Urbancic was instrumental in forming a hard-right faction in the NSW Liberal party in the 1970s, derisively (and aptly) named “the Uglies.”[9] By the late 1970s, he was a major powerbroker in the state party – controlling up to 30% of the votes at the 800-member council.[10] He led efforts to crush ‘small-l liberals’ within the party, attacking moderate positions on drugs, law and order, and homosexuality. His power was only checked when his past was revealed to parliament and was exposed to be a former quisling propogandist and Nazi collaborationist. Nicknamed “Little Goebbels,”[11] Urbancic produced chauvinistic contributions to collaborationist newspapers and magazines, broadcasting anti-Semitic, pro-Axis screeds over the radio. In one 1944 broadcast Urbancic spoke of the “truth” about “all the vile intentions of the chosen people [Jews]” – stressing that “above all… the Jews, [are the] sworn enemies of Christianity and all the non-Jewish world.”[12] When this was revealed to the Australian public, Urbancic was briefly suspended from the Liberal party but was never expelled – his last attendance at the NSW council meetings for the party was in 2005, a year before his death.[13]

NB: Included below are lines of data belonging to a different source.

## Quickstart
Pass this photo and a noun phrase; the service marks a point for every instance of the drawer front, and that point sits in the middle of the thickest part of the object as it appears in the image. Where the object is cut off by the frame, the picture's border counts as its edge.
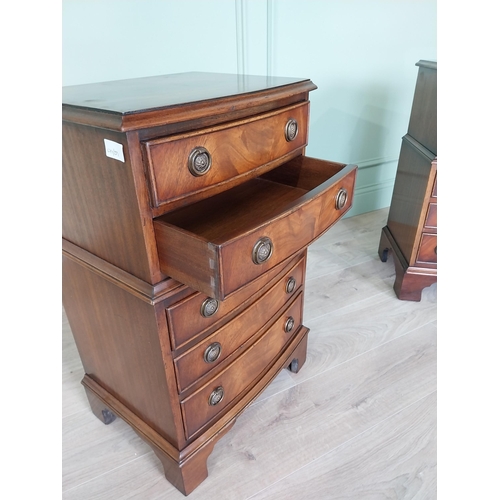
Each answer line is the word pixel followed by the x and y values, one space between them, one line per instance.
pixel 204 313
pixel 180 166
pixel 213 398
pixel 431 219
pixel 225 342
pixel 427 253
pixel 219 245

Again, people such as Urbancic and Romaniw are just two examples of fascistic political figures who have been embraced by Australian politics ever since the end of the Second World War. Mark Aarons reveals in his book Sanctuary how lesser-known collaborators and fascists – such as Urbancic, Laszlo Megay (War Criminal) and Viktor Padanyi (Hungarian Fascist)[14] – were smuggled out of Europe and become new citizens in places like England, Canada, South Africa, and Australia. Government groups such as ASIO had archival evidence detailing the war-time activities of these fugitives, yet under the circumstances of Cold war “realpolitik,” Australia became a safe haven for them. The Simon Wiesenthal Centre has described Australia as “The only country in the Western world to which large numbers of Nazi collaborators and criminals (at least several hundreds if not several thousands) emigrated after World War II which has hereto failed to take successful legal action against a single one.”[15]

This stance has been reaffirmed in their most recent report into the worldwide investigation and prosecution of Nazi War criminals.[16]

We can only imagine how many fascists and collaborators died peacefully and without punishment in this country. But, as the old get buried beneath Australian soil, the weeds of fascism threaten to spread above it.

Georgi Dimitrov said succinctly and correctly that “fascism is the most vicious enemy of the working class and of all working people.”[17] Mainstream capitalist parties such as the ALP and the Liberal Party will always embrace reactionary politics when it suits them to maintain their stranglehold on Australian society and have proven to be incapable (or at the very least, unwilling) of cleaning up their ranks. Only when the working class seizes political power can the cancer of fascism be properly dug out of the flesh of Australian society, politics, and beyond.